最新推荐文章于 2024-02-14 11:36:50 发布

阅读量288

点赞数 1

分类专栏： Kafka Zookeeper 文章标签： kafka kafka集群搭建 zookeeper集群搭建 kafka入门 kafka原理

本文链接：https://blog.csdn.net/wen524/article/details/87916385

版权

Kafka 同时被 2 个专栏收录

2 篇文章 0 订阅

订阅专栏

Zookeeper

1 篇文章 0 订阅

订阅专栏

基本是官方文档翻译，不小心进来的请出门左转：kafka官方文档

Apache Kafka是什么？

Apache Kafka是一个分布式流处理平台

所以它至少具备流处理平台的三个核心能力：

流发布和订阅。类似于消息队列或企业消息系统
流持久化存储。以支持系统容错（fault-tolerant）
流处理。实时处理（as they occur）

Kafka 最常用的两种场景：

构建实时数据流管道，用于各系统数据集成。这一点与消息队列相似。
构建实时流处理应用，实时响应并转换数据流。这使得Kafka真正成为一个流处理平台

Kafka 核心API

以开发者的最简角度来看，Kafka的使用很简单，即四种API调用：

通过Producer API向Kafka发布数据。
通过Consumer API从Kafka读取数据。
通过Stream API进行流处理，将输入流经过处理后转换到输出流。
通过Connect API 与其他数据系统集成。

Topics&Logs

Kafka按topic来组织消息。生产者向特定的主题发布消息，消费者从特定的主题读取消息。

A topic is a category or feed name to which records are published

Kafka的Topic是多订阅者模式（multi-subscriber）的，每个topic都可以有0,1或多个消费者订阅消息。

Kafka使用分区日志（a partitioned log）来存储每个topic的消息。

Each partition is an ordered, immutable sequence of records that is continually appended to—a structured commit log.

在这里插入图片描述
一个topic可以分成多个分区，每个分区对应一个log（structured commit log），它是有序的，不可修改只可追加的。

强烈推荐一篇文章，对理解Kafka为什么采用log存储消息具有很大帮助：Using logs to build a solid data infrastructure (or: why dual writes are a bad idea)

分区中的每条记录都赋予了一个唯一的序列号ID，叫做偏移（offset）。

注意：offset是基于partition的，所以kafka只能保证分区有序性，不能保证全局有序性。
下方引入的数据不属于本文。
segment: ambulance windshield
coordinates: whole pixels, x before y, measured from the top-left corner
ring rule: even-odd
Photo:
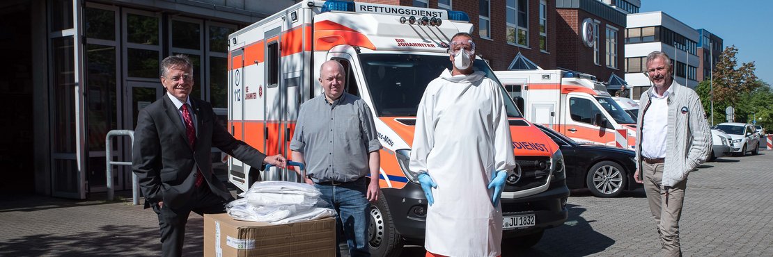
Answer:
[[[359,59],[379,117],[416,116],[427,84],[451,65],[448,56],[363,54]],[[476,59],[473,69],[485,72],[499,83],[485,62]],[[499,88],[506,96],[507,117],[522,117],[512,100],[506,96],[507,92]]]
[[[615,119],[618,124],[635,124],[636,120],[631,117],[631,115],[625,112],[622,107],[618,105],[618,103],[612,100],[611,97],[596,97],[598,100],[598,103],[604,107],[604,110],[606,110],[609,115],[612,116],[612,119]]]

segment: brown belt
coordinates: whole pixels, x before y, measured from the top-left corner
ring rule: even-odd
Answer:
[[[650,159],[648,157],[642,157],[642,158],[644,160],[644,162],[650,164],[662,164],[666,161],[666,158],[654,158],[654,159]]]

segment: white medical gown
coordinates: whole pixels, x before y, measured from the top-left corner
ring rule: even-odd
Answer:
[[[425,248],[448,256],[502,254],[502,209],[492,206],[492,174],[515,168],[499,86],[482,72],[445,70],[419,103],[410,169],[438,184],[427,214]]]

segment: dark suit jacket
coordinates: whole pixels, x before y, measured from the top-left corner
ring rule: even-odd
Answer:
[[[159,201],[172,208],[185,205],[195,190],[194,165],[201,170],[213,193],[230,199],[225,184],[212,173],[212,147],[256,167],[261,167],[266,157],[233,138],[220,126],[209,103],[189,99],[197,123],[192,149],[188,143],[185,125],[168,95],[164,94],[140,110],[137,117],[131,162],[145,196],[145,208]]]

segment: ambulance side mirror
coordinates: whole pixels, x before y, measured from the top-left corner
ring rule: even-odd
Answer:
[[[521,112],[521,114],[523,114],[523,106],[526,105],[523,97],[512,96],[512,101],[516,102],[516,107],[518,107],[518,110]]]
[[[601,113],[596,113],[596,118],[593,120],[593,125],[598,127],[606,127],[607,126],[607,118],[601,115]]]

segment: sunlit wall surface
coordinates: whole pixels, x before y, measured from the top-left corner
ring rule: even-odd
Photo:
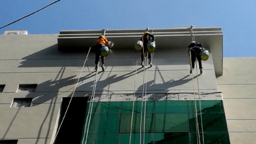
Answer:
[[[87,128],[81,143],[230,143],[222,101],[94,102]]]

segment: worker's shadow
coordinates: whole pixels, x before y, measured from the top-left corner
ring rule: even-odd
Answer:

消费者正是通过设置其偏移量来控制消费逻辑的，它可以将offset设置为任意值进行消费。也就是说，消费逻辑完全由消费者控制，这对于系统解耦和失败重试都很重要。

如图，消费者A和消费者B完全不用考虑双方的状态，各自独立。
在这里插入图片描述
为什么要分区？

使用分区主要有两个考虑：

扩充每个topic的容量。单个服务器支持的log大小有限，但对topic分区之后，partition可以分布到集群多台主机。
吞吐量。分区方便并行化，提高处理速度。

分布式

每个topic的partitions都会分布到整个集群的主机上，所有主机共享。
每个partition 还可以设置分片数量，这些分片（replicates）复制到整个集群以保证容错。
每个partition都有一个leader server和多个（或0个）follower server。
leader负责处理所有的读写请求，followers则被动地复制leader。
如果leader不能工作了，会有一个follower成为新的leader（选举）。

Kafka的集群不像HBase之类的集群，没有NameNode和DataNode之分。各节点相对平等。

Each server acts as a leader for some of its partitions and a follower for others so load is well balanced within the cluster.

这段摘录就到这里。